If your ultimate goal is to have a JSON representation anyways, omit formatting the raw output, and something like this might do:

jq -Rn '
  [ inputs / "," ] | transpose | .[0][1:] as $h | reduce .[1:][] as $t (
    {}; .[$t[0]] = reduce ([$t[1:],$h] | transpose[]) as $i (
      {}; .[$i[0]]  = [$i[1]]
    )
  )
'

{
  "rs098083": { "CC": ["63"], "AT": ["54"], "TT": ["12"] },
  "kgp794789": { "AG": ["63"], "CT": ["54"], "GA": ["12"] },
  "rs09848309": { "GA": ["63"], "TT": ["54"], "AG": ["12"] },
  "kgp8300747": { "AA": ["63", "12"], "AG": ["54"] }
}

Demo (formatted manually for easier comaprison with previous solutions)

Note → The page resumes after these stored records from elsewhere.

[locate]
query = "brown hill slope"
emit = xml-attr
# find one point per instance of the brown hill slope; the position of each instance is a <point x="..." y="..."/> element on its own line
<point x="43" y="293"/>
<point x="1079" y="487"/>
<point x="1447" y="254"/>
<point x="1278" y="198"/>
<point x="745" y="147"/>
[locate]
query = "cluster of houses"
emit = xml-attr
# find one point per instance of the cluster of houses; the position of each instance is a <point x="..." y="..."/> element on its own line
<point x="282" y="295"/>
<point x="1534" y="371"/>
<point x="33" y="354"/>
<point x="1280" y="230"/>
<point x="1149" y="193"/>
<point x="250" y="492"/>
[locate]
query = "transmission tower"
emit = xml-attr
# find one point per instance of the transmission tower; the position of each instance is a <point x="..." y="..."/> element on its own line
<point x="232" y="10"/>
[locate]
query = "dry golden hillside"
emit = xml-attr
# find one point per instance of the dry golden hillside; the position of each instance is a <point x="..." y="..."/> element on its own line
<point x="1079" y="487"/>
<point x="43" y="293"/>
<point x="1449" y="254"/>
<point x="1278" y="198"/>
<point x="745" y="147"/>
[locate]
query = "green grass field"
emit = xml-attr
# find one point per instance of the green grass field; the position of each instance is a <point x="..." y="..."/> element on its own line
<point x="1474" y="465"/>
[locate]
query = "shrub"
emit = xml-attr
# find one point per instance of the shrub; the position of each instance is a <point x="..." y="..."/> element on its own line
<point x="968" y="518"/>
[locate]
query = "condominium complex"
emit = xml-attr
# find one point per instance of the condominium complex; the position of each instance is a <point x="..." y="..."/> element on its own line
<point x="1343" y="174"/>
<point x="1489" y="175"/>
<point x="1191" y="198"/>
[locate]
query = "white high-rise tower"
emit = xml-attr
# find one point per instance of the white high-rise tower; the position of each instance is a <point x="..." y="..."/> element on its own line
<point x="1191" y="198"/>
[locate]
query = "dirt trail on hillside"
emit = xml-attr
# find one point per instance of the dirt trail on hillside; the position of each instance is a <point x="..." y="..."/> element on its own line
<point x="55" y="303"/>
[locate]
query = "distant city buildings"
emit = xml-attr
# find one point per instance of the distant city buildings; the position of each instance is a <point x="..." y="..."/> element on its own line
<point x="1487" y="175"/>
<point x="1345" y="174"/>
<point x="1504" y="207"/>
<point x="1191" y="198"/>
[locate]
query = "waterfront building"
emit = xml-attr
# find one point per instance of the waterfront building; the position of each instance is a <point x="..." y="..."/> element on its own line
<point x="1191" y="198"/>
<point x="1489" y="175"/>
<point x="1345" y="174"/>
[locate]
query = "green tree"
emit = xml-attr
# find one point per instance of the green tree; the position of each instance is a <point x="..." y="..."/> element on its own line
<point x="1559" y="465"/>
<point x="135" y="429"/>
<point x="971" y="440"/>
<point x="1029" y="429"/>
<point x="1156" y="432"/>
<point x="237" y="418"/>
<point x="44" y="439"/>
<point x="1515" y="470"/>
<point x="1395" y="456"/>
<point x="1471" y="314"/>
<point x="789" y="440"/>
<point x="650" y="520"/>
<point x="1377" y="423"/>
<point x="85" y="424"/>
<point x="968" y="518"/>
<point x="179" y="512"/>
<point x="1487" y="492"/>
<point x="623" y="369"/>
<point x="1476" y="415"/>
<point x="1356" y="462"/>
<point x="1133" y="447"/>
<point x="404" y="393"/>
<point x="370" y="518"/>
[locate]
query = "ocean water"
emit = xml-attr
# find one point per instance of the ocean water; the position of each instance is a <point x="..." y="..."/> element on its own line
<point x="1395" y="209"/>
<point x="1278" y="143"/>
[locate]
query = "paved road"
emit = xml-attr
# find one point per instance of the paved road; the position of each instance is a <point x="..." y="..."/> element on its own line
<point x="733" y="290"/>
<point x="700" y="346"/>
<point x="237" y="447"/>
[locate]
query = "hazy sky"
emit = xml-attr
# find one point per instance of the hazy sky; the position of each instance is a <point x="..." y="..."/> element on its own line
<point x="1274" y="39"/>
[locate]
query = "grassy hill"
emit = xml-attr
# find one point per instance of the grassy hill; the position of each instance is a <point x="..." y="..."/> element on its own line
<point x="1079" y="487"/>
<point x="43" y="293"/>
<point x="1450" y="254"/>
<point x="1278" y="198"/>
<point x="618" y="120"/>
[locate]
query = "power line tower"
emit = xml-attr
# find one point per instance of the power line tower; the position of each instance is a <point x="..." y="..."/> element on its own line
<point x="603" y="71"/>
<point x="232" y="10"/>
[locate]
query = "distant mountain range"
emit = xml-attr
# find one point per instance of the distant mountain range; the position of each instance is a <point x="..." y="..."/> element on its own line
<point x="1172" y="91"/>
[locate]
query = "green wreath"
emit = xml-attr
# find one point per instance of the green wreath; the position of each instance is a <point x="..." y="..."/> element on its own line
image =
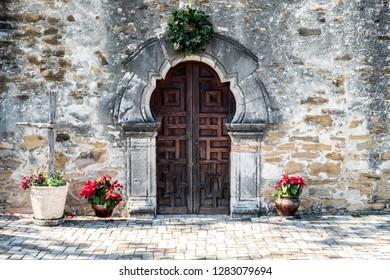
<point x="189" y="30"/>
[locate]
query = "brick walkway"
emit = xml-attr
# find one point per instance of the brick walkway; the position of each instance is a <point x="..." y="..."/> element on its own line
<point x="198" y="237"/>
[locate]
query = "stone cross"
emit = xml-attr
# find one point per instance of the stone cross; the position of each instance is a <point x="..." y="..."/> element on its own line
<point x="50" y="126"/>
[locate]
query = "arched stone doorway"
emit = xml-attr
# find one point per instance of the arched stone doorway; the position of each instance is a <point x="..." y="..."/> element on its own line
<point x="232" y="63"/>
<point x="192" y="145"/>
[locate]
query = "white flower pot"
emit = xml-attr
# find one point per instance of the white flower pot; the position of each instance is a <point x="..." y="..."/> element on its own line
<point x="48" y="204"/>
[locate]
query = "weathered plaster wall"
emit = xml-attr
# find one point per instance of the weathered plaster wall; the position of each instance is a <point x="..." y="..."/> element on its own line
<point x="324" y="63"/>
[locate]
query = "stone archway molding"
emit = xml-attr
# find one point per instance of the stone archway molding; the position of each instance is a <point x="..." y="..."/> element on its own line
<point x="232" y="61"/>
<point x="234" y="64"/>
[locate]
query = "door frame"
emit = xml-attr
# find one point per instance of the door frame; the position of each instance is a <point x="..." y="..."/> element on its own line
<point x="233" y="63"/>
<point x="195" y="93"/>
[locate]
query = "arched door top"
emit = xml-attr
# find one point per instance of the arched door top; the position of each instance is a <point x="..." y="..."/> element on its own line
<point x="232" y="62"/>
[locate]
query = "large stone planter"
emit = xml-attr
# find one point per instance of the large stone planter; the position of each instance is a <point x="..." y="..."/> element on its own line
<point x="48" y="204"/>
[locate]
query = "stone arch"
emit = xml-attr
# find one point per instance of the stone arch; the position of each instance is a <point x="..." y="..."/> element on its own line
<point x="234" y="64"/>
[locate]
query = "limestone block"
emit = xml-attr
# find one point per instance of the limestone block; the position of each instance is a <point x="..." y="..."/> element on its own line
<point x="355" y="206"/>
<point x="323" y="120"/>
<point x="60" y="161"/>
<point x="334" y="156"/>
<point x="89" y="158"/>
<point x="325" y="170"/>
<point x="293" y="167"/>
<point x="31" y="142"/>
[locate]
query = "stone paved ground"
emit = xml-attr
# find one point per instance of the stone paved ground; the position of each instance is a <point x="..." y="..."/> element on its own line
<point x="198" y="237"/>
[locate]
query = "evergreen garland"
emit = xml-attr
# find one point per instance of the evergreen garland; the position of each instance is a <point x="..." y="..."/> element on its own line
<point x="189" y="30"/>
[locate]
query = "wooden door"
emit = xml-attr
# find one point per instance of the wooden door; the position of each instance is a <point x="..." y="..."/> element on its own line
<point x="193" y="147"/>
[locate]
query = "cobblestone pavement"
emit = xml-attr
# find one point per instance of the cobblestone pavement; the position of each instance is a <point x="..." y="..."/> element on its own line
<point x="198" y="237"/>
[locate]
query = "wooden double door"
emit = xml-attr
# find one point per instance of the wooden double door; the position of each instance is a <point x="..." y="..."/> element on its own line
<point x="193" y="147"/>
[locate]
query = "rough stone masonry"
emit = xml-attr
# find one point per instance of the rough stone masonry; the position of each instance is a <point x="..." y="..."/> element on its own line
<point x="324" y="64"/>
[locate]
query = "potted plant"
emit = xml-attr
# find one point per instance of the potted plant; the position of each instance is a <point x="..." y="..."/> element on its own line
<point x="48" y="196"/>
<point x="189" y="30"/>
<point x="103" y="194"/>
<point x="287" y="194"/>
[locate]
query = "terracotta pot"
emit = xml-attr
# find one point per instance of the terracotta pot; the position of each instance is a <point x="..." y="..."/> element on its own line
<point x="48" y="204"/>
<point x="101" y="211"/>
<point x="287" y="206"/>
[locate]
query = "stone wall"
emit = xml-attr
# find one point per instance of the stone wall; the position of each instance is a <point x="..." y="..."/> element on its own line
<point x="322" y="62"/>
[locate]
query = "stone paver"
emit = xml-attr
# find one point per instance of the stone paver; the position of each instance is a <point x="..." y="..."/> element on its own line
<point x="197" y="238"/>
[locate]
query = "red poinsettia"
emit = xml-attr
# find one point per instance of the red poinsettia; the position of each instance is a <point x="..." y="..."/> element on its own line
<point x="103" y="191"/>
<point x="289" y="186"/>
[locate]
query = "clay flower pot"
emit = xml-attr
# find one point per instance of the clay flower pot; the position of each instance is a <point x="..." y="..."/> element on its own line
<point x="101" y="211"/>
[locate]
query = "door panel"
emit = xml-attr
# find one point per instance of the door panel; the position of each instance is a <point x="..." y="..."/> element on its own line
<point x="193" y="147"/>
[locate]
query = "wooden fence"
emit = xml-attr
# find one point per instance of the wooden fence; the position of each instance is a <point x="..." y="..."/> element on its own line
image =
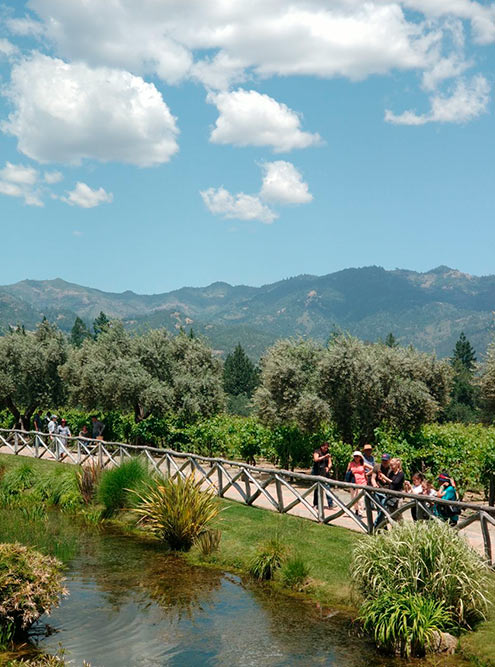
<point x="281" y="490"/>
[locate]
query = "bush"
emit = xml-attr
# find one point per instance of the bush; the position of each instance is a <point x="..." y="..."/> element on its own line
<point x="30" y="585"/>
<point x="404" y="624"/>
<point x="295" y="573"/>
<point x="426" y="558"/>
<point x="177" y="511"/>
<point x="268" y="558"/>
<point x="116" y="484"/>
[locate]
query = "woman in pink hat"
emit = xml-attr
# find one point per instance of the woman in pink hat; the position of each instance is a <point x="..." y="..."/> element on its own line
<point x="359" y="468"/>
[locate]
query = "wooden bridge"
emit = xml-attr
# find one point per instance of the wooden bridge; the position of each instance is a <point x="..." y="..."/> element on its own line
<point x="280" y="490"/>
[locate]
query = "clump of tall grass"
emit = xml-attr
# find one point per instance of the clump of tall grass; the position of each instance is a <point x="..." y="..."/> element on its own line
<point x="18" y="478"/>
<point x="177" y="511"/>
<point x="427" y="558"/>
<point x="295" y="573"/>
<point x="117" y="484"/>
<point x="405" y="624"/>
<point x="209" y="542"/>
<point x="31" y="584"/>
<point x="268" y="558"/>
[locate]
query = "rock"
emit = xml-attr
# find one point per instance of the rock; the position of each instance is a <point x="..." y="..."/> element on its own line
<point x="443" y="642"/>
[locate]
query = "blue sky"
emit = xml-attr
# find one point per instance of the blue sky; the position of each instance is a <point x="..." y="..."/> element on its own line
<point x="179" y="143"/>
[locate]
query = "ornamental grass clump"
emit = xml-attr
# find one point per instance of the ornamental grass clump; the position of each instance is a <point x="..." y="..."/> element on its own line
<point x="427" y="558"/>
<point x="30" y="585"/>
<point x="177" y="511"/>
<point x="404" y="624"/>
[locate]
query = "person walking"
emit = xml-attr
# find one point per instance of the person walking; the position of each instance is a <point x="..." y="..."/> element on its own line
<point x="322" y="464"/>
<point x="359" y="469"/>
<point x="447" y="491"/>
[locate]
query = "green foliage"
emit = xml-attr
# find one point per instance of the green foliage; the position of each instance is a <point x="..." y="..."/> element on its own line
<point x="116" y="485"/>
<point x="268" y="559"/>
<point x="295" y="573"/>
<point x="79" y="333"/>
<point x="30" y="585"/>
<point x="177" y="511"/>
<point x="404" y="624"/>
<point x="29" y="371"/>
<point x="240" y="375"/>
<point x="151" y="374"/>
<point x="209" y="542"/>
<point x="426" y="558"/>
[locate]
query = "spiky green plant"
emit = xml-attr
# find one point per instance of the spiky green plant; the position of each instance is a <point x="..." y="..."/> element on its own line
<point x="428" y="558"/>
<point x="116" y="484"/>
<point x="177" y="511"/>
<point x="295" y="573"/>
<point x="405" y="624"/>
<point x="30" y="584"/>
<point x="209" y="541"/>
<point x="268" y="558"/>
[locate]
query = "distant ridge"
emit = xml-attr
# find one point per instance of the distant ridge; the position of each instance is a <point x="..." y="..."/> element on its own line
<point x="427" y="309"/>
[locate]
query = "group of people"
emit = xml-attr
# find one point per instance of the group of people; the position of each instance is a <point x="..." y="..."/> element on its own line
<point x="49" y="424"/>
<point x="363" y="470"/>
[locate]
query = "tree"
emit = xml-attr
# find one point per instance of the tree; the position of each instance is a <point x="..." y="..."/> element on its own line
<point x="288" y="391"/>
<point x="464" y="395"/>
<point x="79" y="333"/>
<point x="366" y="385"/>
<point x="464" y="353"/>
<point x="29" y="371"/>
<point x="149" y="374"/>
<point x="240" y="375"/>
<point x="100" y="324"/>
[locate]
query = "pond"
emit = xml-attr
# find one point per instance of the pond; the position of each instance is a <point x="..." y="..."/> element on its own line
<point x="130" y="603"/>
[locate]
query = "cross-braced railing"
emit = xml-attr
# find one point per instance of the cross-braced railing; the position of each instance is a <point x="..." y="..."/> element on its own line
<point x="282" y="490"/>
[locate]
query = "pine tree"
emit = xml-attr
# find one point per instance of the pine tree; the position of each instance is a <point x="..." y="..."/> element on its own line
<point x="79" y="333"/>
<point x="100" y="324"/>
<point x="464" y="353"/>
<point x="240" y="375"/>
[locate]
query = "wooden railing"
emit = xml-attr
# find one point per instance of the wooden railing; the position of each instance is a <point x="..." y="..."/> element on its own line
<point x="281" y="490"/>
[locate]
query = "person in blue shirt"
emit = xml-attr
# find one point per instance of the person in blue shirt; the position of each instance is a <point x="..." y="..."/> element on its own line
<point x="447" y="491"/>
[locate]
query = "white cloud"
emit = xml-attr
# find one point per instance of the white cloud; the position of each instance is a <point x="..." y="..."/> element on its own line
<point x="85" y="197"/>
<point x="17" y="180"/>
<point x="249" y="118"/>
<point x="67" y="112"/>
<point x="467" y="101"/>
<point x="7" y="48"/>
<point x="283" y="183"/>
<point x="219" y="201"/>
<point x="52" y="177"/>
<point x="18" y="173"/>
<point x="307" y="37"/>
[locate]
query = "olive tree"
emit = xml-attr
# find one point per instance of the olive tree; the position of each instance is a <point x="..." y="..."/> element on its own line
<point x="154" y="373"/>
<point x="29" y="371"/>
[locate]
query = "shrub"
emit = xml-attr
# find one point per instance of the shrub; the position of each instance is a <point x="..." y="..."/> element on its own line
<point x="268" y="558"/>
<point x="30" y="585"/>
<point x="116" y="483"/>
<point x="177" y="511"/>
<point x="404" y="624"/>
<point x="426" y="558"/>
<point x="209" y="542"/>
<point x="295" y="573"/>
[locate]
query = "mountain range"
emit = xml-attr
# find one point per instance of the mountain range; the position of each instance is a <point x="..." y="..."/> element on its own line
<point x="428" y="310"/>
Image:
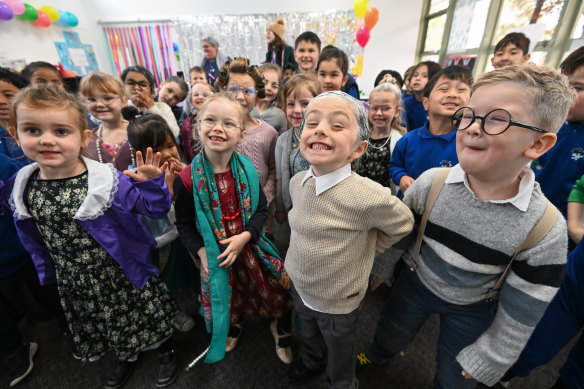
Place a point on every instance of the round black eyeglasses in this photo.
(495, 122)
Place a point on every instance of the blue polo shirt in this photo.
(419, 150)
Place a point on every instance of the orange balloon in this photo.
(371, 17)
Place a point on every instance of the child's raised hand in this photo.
(405, 182)
(235, 245)
(149, 169)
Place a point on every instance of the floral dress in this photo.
(103, 308)
(254, 290)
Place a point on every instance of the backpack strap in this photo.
(536, 234)
(430, 200)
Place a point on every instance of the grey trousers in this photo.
(328, 341)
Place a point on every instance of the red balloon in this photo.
(363, 35)
(371, 17)
(43, 19)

CodePudding user response：

^{This is a request for clarification}

What's the desired output?

I ask this because the one that you provided is an invalid CSV containing invalid JSON, so it's difficult to believe that you really want something like this.

Problem with the JSON:

this is invalid:

{ CC : [1,2] }

The keys need double-quotes:

{ "CC" : [1,2] }

Problem with the CSV:

this is invalid:

rs0993,{
"CC": [1,2],
"CT": [3]
}

The second column contains newlines and/or commas and/or double-quotes so it shall be escaped with the CSV rules:

rs0993,"{
""CC"": [1,2],
""CT"": [3]
}"

Plausible desired outputs:

A CSV with embedded JSON:

SNP,Genotyping
rs098083,"{""CC"": [63], ""AT"": [54], ""TT"": [12]}"
kgp794789,"{""AG"": [63], ""CT"": [54], ""GA"": [12]}"

A JSON array of arrays:

[
  ["SNP", "Genotyping"],
  ["rs098083", {"CC": [63], "AT": [54], "TT": [12]}],
  ["kgp794789", {"AG": [63], "CT": [54], "GA": [12]}]
]

A JSON array of objects:

[
  {"SNP": "rs098083", "Genotyping": {"CC": [63], "AT": [54], "TT": [12]}},
  {"SNP": "kgp794789", "Genotyping": {"AG": [63], "CT": [54], "GA": [12]}}
]

With that in mind, make sure that the input and output that you provided are really what you have/want; please edit your question if that's not the case.